I'm pretty new to real estate investing (hoping to buy my first property by the end of the year). The part that still confuses me a little is the loan process. Does somebody mind helping me understand the process for financing BRRRR deals OUT of state. Do you have to use a bank in the state that you're buying the property in? What about if you use a hard money lender? For those that use hard money lenders, do you typically get a bank on board with refinancing after you've remodeled, or do you start working with a bank from the very beginning? Do banks lenders have a problem with a fact that you're using a hard money lender for the initial loan?
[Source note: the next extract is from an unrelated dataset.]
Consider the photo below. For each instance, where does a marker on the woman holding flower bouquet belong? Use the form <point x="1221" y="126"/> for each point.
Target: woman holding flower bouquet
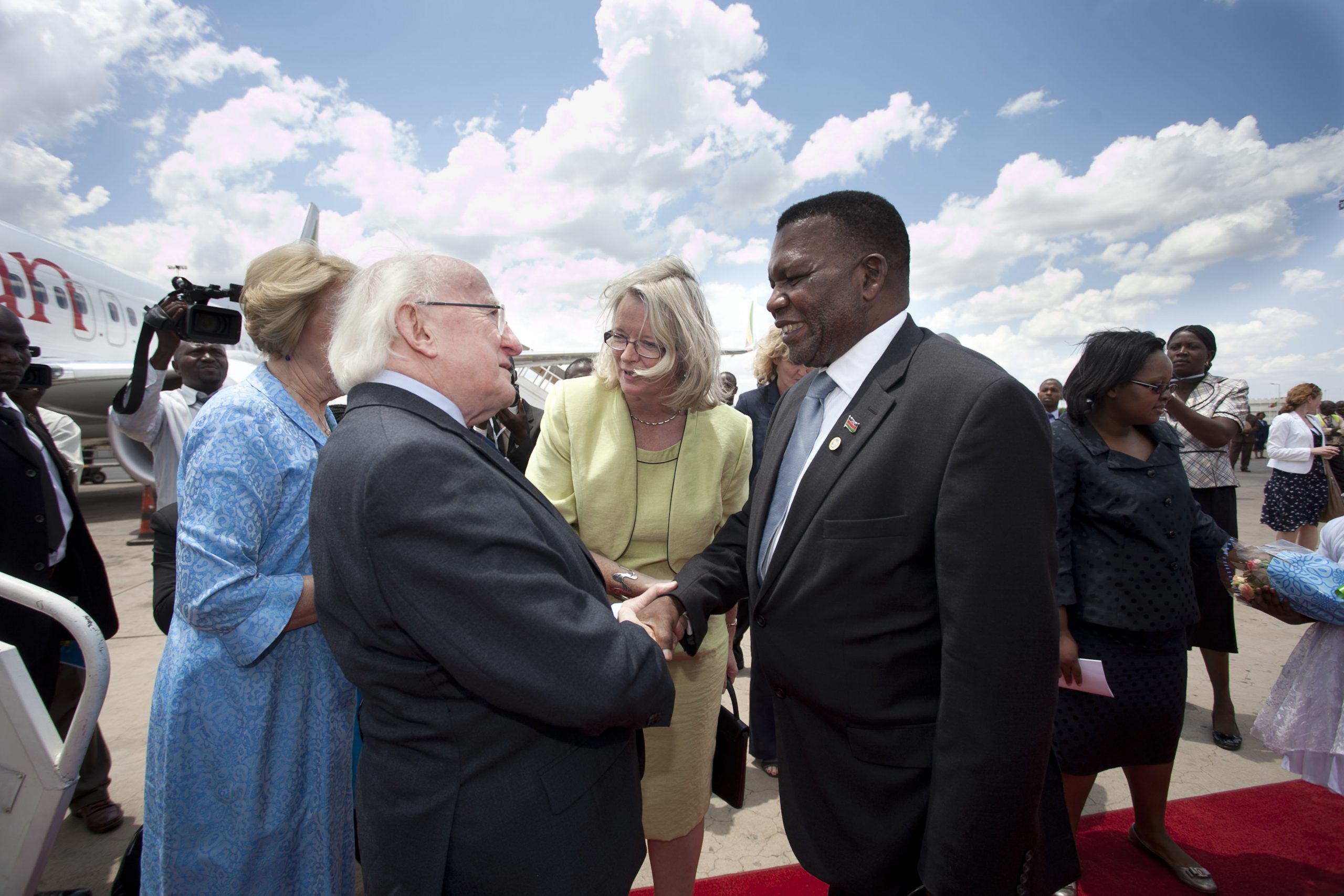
<point x="1128" y="527"/>
<point x="1297" y="489"/>
<point x="1303" y="718"/>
@Kyle Nield You can use any bank who can lend in that State. You have to know how much you will be eligible for so you don't face problem for refinancing the loan. You should start working before you take a project in your hand. As long you are doing rate and term refinancing you can refinance any time but if you want to cash out you need to wait 6 month under conventional loan.
Thanks @Harjeet Bhatti . I'm assuming there's no seasoning period to cash out if the initial loan is from a hard money lender?
@Kyle Nield if you are in the 1-4 unit space then you can just use a mortgage broker from one of the larger national players for the cash out. My guy works for Loan Depot, and I know he was able to work in most states. For the seasoning period, I am seeing 6 months seasoning still and you will want to make sure your hard money loan is recorded as a mortgage so you don't have issues down the line.
@Kyle Nield No waiting period if its rate and term refinance. You have to wait 6 month if its cash out.
@Kyle Nield thanks for posting. You have some good suggestions above and I just wanted to reinforce to start working with your permanent lender (the REFI step) before you make an offer. We call it getting prequalified. Being prequalified will tell you what your payments, rate, LTV will all be on your REFI step. And that could tell you if you need to modify your initial offer. So if you get prequalified for 80% LTV.....but your property needs 85% LTV to BUY and REHAB....and you want to keep your out of pocket at $0....then maybe we should reduce our initial offer by 5% so you BUY and REHAB at 80%. I hope that makes sense how I am describing all of this.
Anyway, feel free to ask anything additional if you need. Thanks!